Não posso dizer que virei amigo de infância de Alexandre, mas posso dizer que depois que ele se permitiu conhecer e que eu retirei o pré-conceito passei a entende-lo. Alexandre simplesmente é uma tartaruga no poste, um peixe fora d’água. Ele está exercendo uma função para a qual nunca foi preparado. sua experiência profissional não o talhou para lidar com pessoas da forma como um recepcionista precisa lidar. Dr Marcos seguindo seu perfil de ajudar as pessoas o colocou em uma vaga disponível para que ele seguisse no mercado de trabalho e ele aceitou porque precisa trabalhar e porque o tempo em que ficou desempregado o ensinou o quanto a crise está grande e sem previsão de melhora.

 

Tudo isto esclarece, mas não justifica a atitude de Alexandre. Por mais que ele seja grato a Dr Marcos ele precisa se modificar muito para encaixar-se no perfil que sua atual atividade exige e Dr Marcos precisa avaliar o quanto está colocando em risco a fidelidade de sua clientela ao deixar uma pessoa que não atende ao perfil exigido para uma atividade que lida com o público, mesmo que seja com a intenção de ajuda-la.

 

Nem todos os clientes de Dr Marcos tiveram a oportunidade que tive de conhecer melhor a história de Alexandre e nem todos que tiverem terão o olhar que tive podendo simplesmente concluir dizendo “E eu com isto?”.

 

Relacionar-se requer habilidade, comunicar-se vai além de falar e escrever. Todos carregamos nossas histórias conosco o tempo todo.
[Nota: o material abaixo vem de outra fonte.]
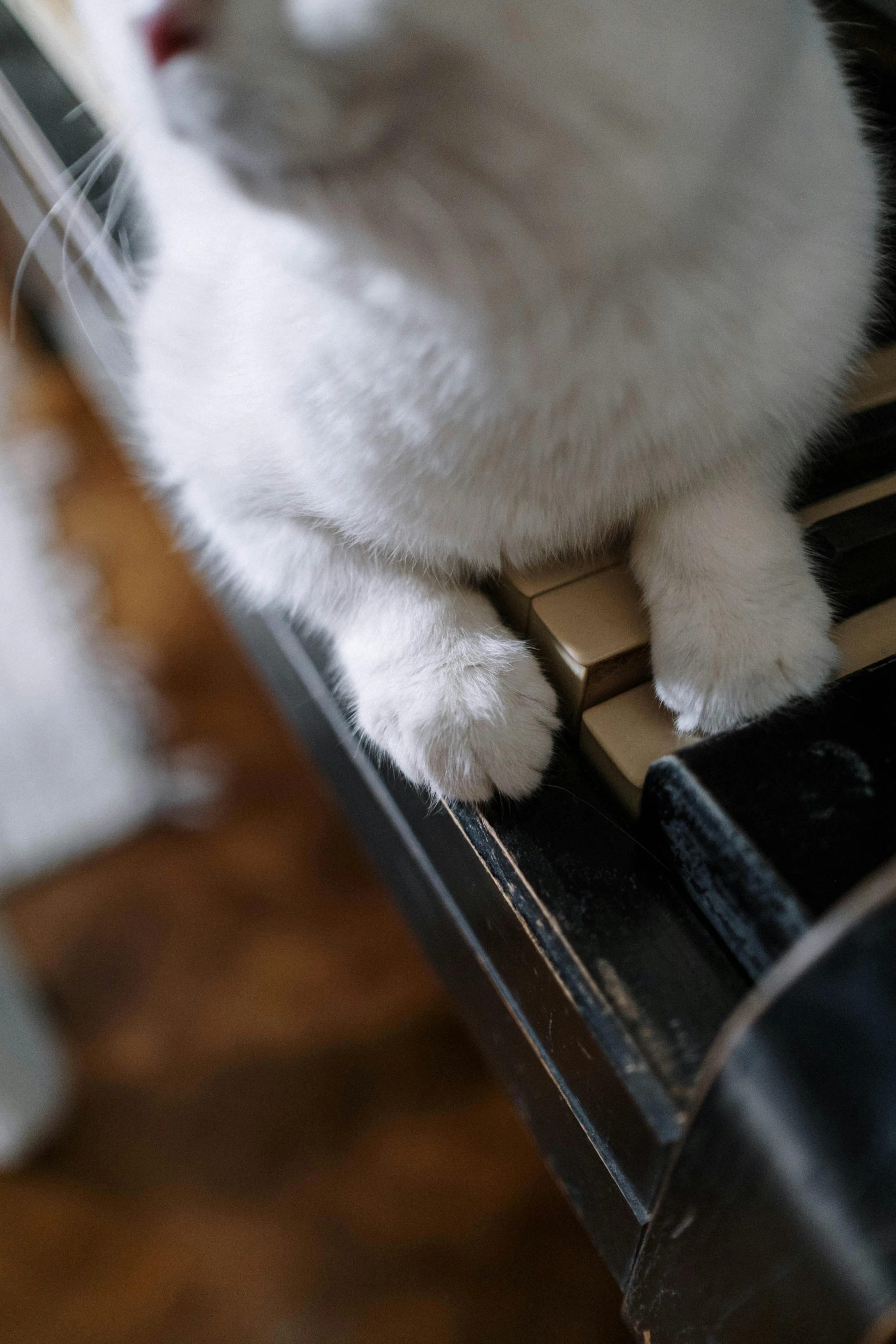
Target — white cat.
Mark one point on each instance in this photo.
(441, 284)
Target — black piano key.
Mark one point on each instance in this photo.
(770, 824)
(856, 554)
(859, 451)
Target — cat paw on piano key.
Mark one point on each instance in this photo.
(718, 669)
(459, 703)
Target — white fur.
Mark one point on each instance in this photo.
(443, 284)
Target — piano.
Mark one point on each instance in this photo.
(680, 956)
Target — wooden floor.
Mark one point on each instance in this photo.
(282, 1132)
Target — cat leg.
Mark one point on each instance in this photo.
(439, 685)
(739, 624)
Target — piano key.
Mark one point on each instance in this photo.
(625, 735)
(593, 635)
(771, 824)
(856, 551)
(622, 737)
(515, 589)
(875, 383)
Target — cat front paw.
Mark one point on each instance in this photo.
(464, 711)
(719, 665)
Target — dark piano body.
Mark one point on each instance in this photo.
(695, 1014)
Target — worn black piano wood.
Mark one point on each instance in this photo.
(771, 824)
(590, 981)
(595, 985)
(778, 1220)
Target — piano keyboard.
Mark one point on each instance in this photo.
(587, 623)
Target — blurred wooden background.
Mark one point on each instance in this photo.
(282, 1135)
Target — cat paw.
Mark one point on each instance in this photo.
(464, 709)
(718, 666)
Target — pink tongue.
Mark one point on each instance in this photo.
(168, 35)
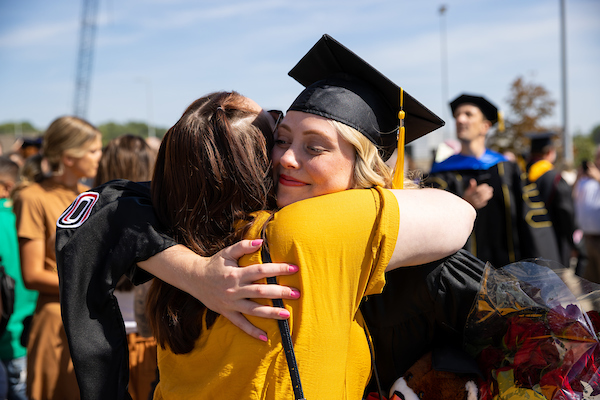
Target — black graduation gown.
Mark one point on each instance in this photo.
(514, 225)
(98, 240)
(557, 196)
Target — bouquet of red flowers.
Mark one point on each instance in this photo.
(531, 336)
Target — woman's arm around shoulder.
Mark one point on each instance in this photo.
(433, 224)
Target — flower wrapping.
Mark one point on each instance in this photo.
(531, 336)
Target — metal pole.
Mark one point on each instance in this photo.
(567, 140)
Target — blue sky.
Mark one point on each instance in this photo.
(154, 57)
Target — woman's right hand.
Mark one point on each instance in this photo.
(221, 285)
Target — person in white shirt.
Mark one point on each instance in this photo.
(587, 213)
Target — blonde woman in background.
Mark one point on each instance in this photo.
(72, 148)
(130, 157)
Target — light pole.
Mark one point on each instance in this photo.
(567, 142)
(148, 82)
(444, 58)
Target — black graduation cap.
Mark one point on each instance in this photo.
(539, 140)
(489, 110)
(342, 86)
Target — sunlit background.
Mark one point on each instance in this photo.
(151, 58)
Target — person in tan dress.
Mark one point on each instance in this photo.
(73, 148)
(130, 157)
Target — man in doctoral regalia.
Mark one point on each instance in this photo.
(512, 223)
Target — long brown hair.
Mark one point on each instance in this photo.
(213, 169)
(126, 157)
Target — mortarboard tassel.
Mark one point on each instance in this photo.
(500, 121)
(398, 181)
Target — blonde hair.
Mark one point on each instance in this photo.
(67, 135)
(369, 168)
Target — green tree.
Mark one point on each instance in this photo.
(583, 148)
(111, 130)
(23, 128)
(595, 135)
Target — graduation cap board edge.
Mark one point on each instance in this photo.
(340, 85)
Aquilo que a boca não verbaliza sai pelos olhos, pelo olhar, pelo tom de voz, pela postura. A agressividade pode ser a linguagem que a insatisfação, o medo e a insegurança usam para se esconder. Estar atento a estes sinais nos habilita a entender as entrelinhas da linguagem dos relacionamentos e nos capacita a entender melhor o outro.